I’m so tired of fricking #meltdowns

There isn’t anything I know of that can prepare some for the reality of Autism related Meltdowns. They’re awful for everyone involved, especially the person physically experiencing one.

At this point in time, Emmett is the defacto meltdown maker in our house. Gavin’s making a comeback and that’s incredibly unfortunate because he presents with many safety issues.

Emmett is having another meltdown right now. It began the moment he climbed into the car and has continued since we’ve been home. Lizze has tagged in and taken over so I can collect myself before re-engaging.



I don’t know what really triggered this. It could simply be that his day has taken a great deal out of him. It could be sensory overload or nothing at all. Meltdowns are the bodies way of purging, when someone like Emmett, lacks the ability for self-regulation. Meltdowns are synonymous with Autism, at least in most people’s minds and they are absolutely not the result of a spoiled child.

While it’s not Emmett’s fault, the impact of a meltdown on everyone else around him is significant. Emmett is easy to love but Meltdowns are hard to deal with.

All we can do is help him work through whatever it is that has him so out of sorts or overwhelmed. If we discover the root cause of a meltdown, we can try and address the problem and hopefully prevent it from triggering another.



  • Kim genhardt says:

    I’ve never had to deal with this and I have a question – what would happen if you simply ignored him and let the meltdown run its course?
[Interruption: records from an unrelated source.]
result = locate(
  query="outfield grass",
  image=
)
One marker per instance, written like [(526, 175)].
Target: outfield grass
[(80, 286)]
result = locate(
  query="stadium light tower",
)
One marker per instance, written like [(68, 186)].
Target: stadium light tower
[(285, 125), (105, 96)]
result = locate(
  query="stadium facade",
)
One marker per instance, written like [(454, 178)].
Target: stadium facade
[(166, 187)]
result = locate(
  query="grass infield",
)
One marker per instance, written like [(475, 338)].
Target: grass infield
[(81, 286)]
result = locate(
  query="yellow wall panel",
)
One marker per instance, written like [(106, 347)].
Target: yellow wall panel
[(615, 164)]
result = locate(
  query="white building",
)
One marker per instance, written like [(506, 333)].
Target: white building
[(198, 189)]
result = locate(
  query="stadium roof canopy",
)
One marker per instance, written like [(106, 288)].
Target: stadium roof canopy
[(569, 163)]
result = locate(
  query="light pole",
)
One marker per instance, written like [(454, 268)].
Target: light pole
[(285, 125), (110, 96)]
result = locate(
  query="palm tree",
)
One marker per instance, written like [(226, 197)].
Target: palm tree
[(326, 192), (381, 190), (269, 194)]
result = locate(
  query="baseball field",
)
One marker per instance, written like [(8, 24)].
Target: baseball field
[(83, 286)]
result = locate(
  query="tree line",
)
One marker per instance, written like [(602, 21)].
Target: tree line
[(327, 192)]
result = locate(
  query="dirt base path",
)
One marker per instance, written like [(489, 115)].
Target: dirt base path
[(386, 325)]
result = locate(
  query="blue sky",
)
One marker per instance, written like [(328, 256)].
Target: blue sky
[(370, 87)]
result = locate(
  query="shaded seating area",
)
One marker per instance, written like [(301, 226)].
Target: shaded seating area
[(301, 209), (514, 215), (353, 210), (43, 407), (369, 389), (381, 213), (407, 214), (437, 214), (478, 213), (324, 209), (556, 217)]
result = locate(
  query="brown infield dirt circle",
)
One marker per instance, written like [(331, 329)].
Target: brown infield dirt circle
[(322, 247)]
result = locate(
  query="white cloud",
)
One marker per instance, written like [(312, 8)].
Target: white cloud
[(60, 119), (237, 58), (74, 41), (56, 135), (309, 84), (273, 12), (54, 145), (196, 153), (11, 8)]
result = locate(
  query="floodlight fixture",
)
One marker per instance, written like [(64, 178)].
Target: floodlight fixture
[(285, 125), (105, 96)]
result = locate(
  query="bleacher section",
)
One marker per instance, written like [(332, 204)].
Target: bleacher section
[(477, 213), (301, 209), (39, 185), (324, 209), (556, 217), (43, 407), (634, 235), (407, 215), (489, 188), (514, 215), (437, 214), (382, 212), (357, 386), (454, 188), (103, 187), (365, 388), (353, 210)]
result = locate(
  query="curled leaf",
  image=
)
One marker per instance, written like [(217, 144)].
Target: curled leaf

Does paying attention to it make it worse? If he’s acting out and presents a danger to himself or others I certainly wouldn’t expect you to ignore that, but if he’s screaming and generally of sorts, would just letting it happen be awful?

    • Facebook Profile photo Rob Gorski says:

      I assume you get that it’s a meltdown and not a tantrum. That said, he doesn’t really hurt himself but it’s also something that can’t be ignored. It will simply esculate and he’s in distress, so helping him through it is the right thing to do. Besides, there’s no way to pretend like it isn’t happening because all you have to be is somewhere in the house. Tantrums get ignored, Meltdowns generally need attention and compassion.. Does that make sense?

      • Jimmy Rock says:

        I think the last portion of what you said in your original post is a crucial part – figuring out what the antecedent might be. Not only that, even if the trigger is found , it’s important to discuss with him (after the fact, not during the meltdown) about how his body and/or brain feel right before the meltdown occurs so that he can recognize when it’s going to happen, before it happens. Also part of the discussion would be figuring out strategies for him to self-soothe so that even if the meltdown can’t be avoided, perhaps he can learn to calm himself without your assistance.
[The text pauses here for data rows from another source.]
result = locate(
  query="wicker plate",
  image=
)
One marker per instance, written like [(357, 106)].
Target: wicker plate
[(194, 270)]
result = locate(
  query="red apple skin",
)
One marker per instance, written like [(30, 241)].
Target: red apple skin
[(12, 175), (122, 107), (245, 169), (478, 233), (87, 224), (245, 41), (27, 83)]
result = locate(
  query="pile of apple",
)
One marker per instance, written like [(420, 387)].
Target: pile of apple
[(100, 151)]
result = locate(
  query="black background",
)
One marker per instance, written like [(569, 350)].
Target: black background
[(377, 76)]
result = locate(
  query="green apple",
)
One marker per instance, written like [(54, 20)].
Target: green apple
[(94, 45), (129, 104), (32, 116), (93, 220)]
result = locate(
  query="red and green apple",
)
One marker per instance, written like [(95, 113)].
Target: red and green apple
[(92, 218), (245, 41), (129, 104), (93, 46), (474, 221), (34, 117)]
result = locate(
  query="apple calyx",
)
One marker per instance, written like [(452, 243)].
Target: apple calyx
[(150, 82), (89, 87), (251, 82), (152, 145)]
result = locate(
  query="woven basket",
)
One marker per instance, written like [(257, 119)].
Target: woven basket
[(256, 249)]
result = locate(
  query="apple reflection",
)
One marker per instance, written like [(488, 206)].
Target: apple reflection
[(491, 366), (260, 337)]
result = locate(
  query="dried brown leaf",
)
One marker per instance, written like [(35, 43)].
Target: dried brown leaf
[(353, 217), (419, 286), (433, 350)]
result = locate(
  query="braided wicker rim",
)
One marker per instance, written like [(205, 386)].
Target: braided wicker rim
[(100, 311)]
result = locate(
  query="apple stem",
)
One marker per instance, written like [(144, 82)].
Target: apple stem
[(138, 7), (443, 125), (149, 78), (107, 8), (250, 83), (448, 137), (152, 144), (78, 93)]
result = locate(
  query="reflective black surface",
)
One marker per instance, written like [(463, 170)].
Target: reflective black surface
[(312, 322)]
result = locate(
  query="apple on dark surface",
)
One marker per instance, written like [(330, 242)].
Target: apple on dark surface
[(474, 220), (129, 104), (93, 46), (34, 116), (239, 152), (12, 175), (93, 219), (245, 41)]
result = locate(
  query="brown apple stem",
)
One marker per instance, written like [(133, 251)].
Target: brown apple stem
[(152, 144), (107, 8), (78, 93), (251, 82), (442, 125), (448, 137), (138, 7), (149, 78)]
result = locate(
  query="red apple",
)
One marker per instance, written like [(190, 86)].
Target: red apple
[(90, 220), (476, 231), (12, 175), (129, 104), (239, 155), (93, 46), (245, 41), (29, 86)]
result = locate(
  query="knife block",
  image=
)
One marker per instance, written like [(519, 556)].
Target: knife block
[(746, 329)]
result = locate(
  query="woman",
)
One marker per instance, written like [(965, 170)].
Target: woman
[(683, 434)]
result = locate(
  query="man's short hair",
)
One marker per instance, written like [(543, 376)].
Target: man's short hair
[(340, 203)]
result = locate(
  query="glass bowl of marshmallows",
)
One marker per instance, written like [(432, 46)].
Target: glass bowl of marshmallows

        I’m not saying you’re not doing any of that, but your post might lead some to the incorrect impression that there’s nothing that can be done by the individual suffering through the meltdown, to work through it, or learn to work through it, him or herself.
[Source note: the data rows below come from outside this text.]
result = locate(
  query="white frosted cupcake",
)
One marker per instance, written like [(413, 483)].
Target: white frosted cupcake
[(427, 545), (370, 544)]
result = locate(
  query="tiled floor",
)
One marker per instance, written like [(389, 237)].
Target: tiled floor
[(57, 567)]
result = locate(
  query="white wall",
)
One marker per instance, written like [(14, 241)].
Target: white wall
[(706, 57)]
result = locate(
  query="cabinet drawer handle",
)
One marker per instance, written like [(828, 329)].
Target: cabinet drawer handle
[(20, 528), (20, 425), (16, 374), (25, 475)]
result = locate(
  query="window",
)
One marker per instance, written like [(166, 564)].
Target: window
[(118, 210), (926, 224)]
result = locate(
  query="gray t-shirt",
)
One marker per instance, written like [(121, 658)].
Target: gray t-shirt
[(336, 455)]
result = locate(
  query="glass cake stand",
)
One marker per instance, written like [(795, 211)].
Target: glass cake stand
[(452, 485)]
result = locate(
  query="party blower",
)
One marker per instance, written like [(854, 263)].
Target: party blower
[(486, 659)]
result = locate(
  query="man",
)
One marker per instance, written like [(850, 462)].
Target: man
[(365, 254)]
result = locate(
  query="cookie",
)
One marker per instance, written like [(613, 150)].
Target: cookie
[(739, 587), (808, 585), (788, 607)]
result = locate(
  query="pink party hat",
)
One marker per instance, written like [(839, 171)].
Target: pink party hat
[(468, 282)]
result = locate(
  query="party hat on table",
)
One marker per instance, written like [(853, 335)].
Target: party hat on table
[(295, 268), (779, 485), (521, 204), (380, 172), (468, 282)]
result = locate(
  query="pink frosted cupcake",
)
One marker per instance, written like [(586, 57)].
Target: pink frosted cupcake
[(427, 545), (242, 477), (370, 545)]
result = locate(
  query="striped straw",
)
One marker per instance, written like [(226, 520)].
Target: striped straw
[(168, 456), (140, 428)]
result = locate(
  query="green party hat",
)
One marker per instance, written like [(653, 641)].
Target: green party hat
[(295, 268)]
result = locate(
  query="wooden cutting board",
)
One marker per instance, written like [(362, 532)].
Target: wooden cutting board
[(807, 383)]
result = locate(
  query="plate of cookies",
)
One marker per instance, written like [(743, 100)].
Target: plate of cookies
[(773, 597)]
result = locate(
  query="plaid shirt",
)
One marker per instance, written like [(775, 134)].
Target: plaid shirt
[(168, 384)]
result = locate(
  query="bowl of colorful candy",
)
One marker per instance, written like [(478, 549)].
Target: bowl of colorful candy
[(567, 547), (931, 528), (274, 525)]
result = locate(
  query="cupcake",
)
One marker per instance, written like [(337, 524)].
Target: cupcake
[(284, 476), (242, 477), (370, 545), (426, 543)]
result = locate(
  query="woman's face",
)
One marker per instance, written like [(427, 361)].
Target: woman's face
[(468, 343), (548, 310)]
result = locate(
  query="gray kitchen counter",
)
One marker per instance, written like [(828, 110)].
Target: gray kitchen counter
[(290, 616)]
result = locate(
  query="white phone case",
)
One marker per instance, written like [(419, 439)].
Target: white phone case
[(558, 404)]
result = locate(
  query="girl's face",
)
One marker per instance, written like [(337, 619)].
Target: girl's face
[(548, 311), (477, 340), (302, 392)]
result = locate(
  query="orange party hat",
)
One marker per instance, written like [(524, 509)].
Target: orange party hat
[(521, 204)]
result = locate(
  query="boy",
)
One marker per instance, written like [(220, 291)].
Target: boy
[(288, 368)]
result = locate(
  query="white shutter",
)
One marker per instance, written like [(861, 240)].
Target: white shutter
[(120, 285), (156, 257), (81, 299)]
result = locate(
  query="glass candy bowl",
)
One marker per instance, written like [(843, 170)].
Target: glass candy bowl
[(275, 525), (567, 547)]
      • kimmy gebhardt says:

        I do get that it’s a meltdown, but as I said, I’ve never dealt with it so I really wasn’t sure if letting it run its course would work or make things worse. Are you ever able to figure out what is causing the distress so that you can help him to avoid a meltdown over something similar in the future? Or once he’s calmed down do you try to divert his attention elsewhere so as not to bring more distress to him?